Iris
July 25th, 2011, 04:16 PM
I went to one of my psychologists today, and basically decided to tell him everything, all my darkest secrets, because I desperately want to get better. I told him I'm an atheist, that I cut every day etc. And I told him about a situation in my past that I've been thinking about a lot lately. I don't know what to call what happened, and it's been eating away at me. I'm hoping some of you can help me figure it out. So here goes:
I was 11. I was a sweet, innocent kid. I didn't even know what the word sex meant back then. Anyway my brother had a friend (who was also my then-best friend's brother), who at that point was 15, and completely sex crazed. I live in a very sexually repressed society, where you're not supposed to talk to the opposite sex, not allowed to touch them, not even allowed to go to the same school as them after pre-school. So many teens tried to secretly get some kind of sexual gratification any way they could. There is a lot of incest going on around here. My brother's friend was no exception. Except that he widened his spectrum to more than just his sister, and found me. He started stopping me in my house when my brother invited him over (which was a lot) and pressuring me to let him touch me. I didn't understand why back then.
After a few weeks of constantly pushing me I let him touch me. It was mostly my (practically nonexistent) breasts. It made me feel awkward and embarrassed and I really had to pressure him to let me go once he got started. But he wouldn't let up and constantly pushed me to let him touch me again. And I let him, even though I didn't really want to. Sometimes I closed my eyes and made believe I was just getting a massage on a peaceful sunny beach, which made it ok. Those times it was even pleasant (I always liked massages). But then I'd come back to reality when he was done and I'd feel so incredibly ashamed. I didn't understand why he wanted to do this so badly, I just knew that he shouldn't.
Slowly he started touching more and more of me and it made me really uncomfortable, but I didn't stop him. Until once when he reached down really far and touched me um "down there" and I completely freaked out, threw a fit, and kicked him out. I never let him near me again since then. I stopped talking to him. I still see him around a lot, but we both act like all this stuff hadn't happened. I'm too ashamed to ever speak of it.
I've never told anyone except today, at my psychologist's. He told me he had to make believe I hadn't told him, as he is supposed to report this kind of stuff. Which got me to thinking about it even more. Was I abused? I mean it's not like I was kicking and screaming, or begging him to stop. I just wanted him to leave me alone. I didn't realize it was sexual. I didn't know what sexual meant. It felt weird, and embarrassing, but I didn't really know what was wrong about it. I guessed that it was wrong, having to sneak around and not being allowed to tell anyone as well as the inexplicable feel of shame that followed. But idk. I just want to give it a name. Was that abuse? Or am I completely overreacting??
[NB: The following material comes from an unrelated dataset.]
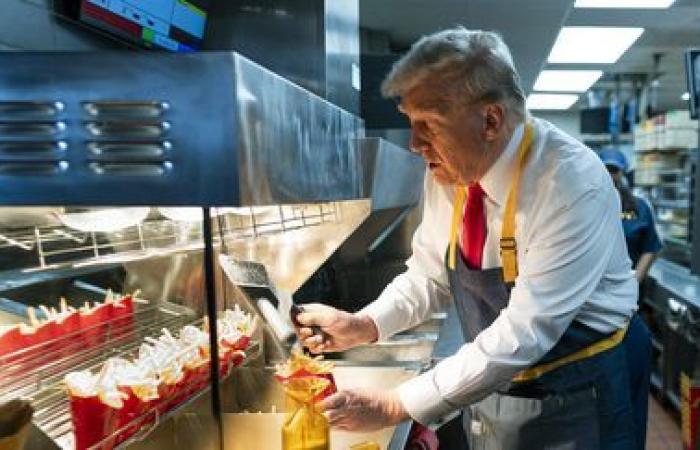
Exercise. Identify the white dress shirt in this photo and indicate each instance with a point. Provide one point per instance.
(572, 260)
I was 11. I was a sweet, innocent kid. I didn't even know what the word sex meant back then. Anyway my brother had a friend (who was also my then-best friend's brother), who at that point was 15, and completely sex crazed. I live in a very sexually repressed society, where you're not supposed to talk to the opposite sex, not allowed to touch them, not even allowed to go to the same school as them after pre-school. So many teens tried to secretly get some kind of sexual gratification any way they could. There is a lot of incest going on around here. My brother's friend was no exception. Except that he widened his spectrum to more than just his sister, and found me. He started stopping me in my house when my brother invited him over (which was a lot) and pressuring me to let him touch me. I didn't understand why back then.
After a few weeks of constantly pushing me I let him touch me. It was mostly my (practically nonexistent) breasts. It made me feel awkward and embarrassed and I really had to pressure him to let me go once he got started. But he wouldn't let up and constantly pushed me to let him touch me again. And I let him, even though I didn't really want to. Sometimes I closed my eyes and made believe I was just getting a massage on a peaceful sunny beach, which made it ok. Those times it was even pleasant (I always liked massages). But then I'd come back to reality when he was done and I'd feel so incredibly ashamed. I didn't understand why he wanted to do this so badly, I just knew that he shouldn't.
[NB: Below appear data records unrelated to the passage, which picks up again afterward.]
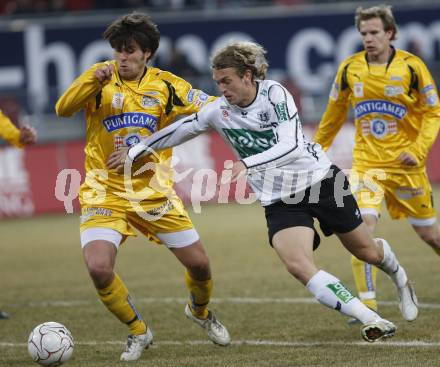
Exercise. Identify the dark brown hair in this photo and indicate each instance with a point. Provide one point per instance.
(381, 11)
(133, 27)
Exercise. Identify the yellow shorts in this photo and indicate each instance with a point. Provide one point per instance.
(406, 196)
(149, 217)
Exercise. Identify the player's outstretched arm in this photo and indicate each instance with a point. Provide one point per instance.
(84, 89)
Slowly he started touching more and more of me and it made me really uncomfortable, but I didn't stop him. Until once when he reached down really far and touched me um "down there" and I completely freaked out, threw a fit, and kicked him out. I never let him near me again since then. I stopped talking to him. I still see him around a lot, but we both act like all this stuff hadn't happened. I'm too ashamed to ever speak of it.
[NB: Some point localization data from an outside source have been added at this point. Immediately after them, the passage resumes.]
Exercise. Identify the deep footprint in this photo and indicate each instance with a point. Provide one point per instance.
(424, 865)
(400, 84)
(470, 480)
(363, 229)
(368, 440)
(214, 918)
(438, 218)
I've never told anyone except today, at my psychologist's. He told me he had to make believe I hadn't told him, as he is supposed to report this kind of stuff. Which got me to thinking about it even more. Was I abused? I mean it's not like I was kicking and screaming, or begging him to stop. I just wanted him to leave me alone. I didn't realize it was sexual. I didn't know what sexual meant. It felt weird, and embarrassing, but I didn't really know what was wrong about it. I guessed that it was wrong, having to sneak around and not being allowed to tell anyone as well as the inexplicable feel of shame that followed. But idk. I just want to give it a name. Was that abuse? Or am I completely overreacting??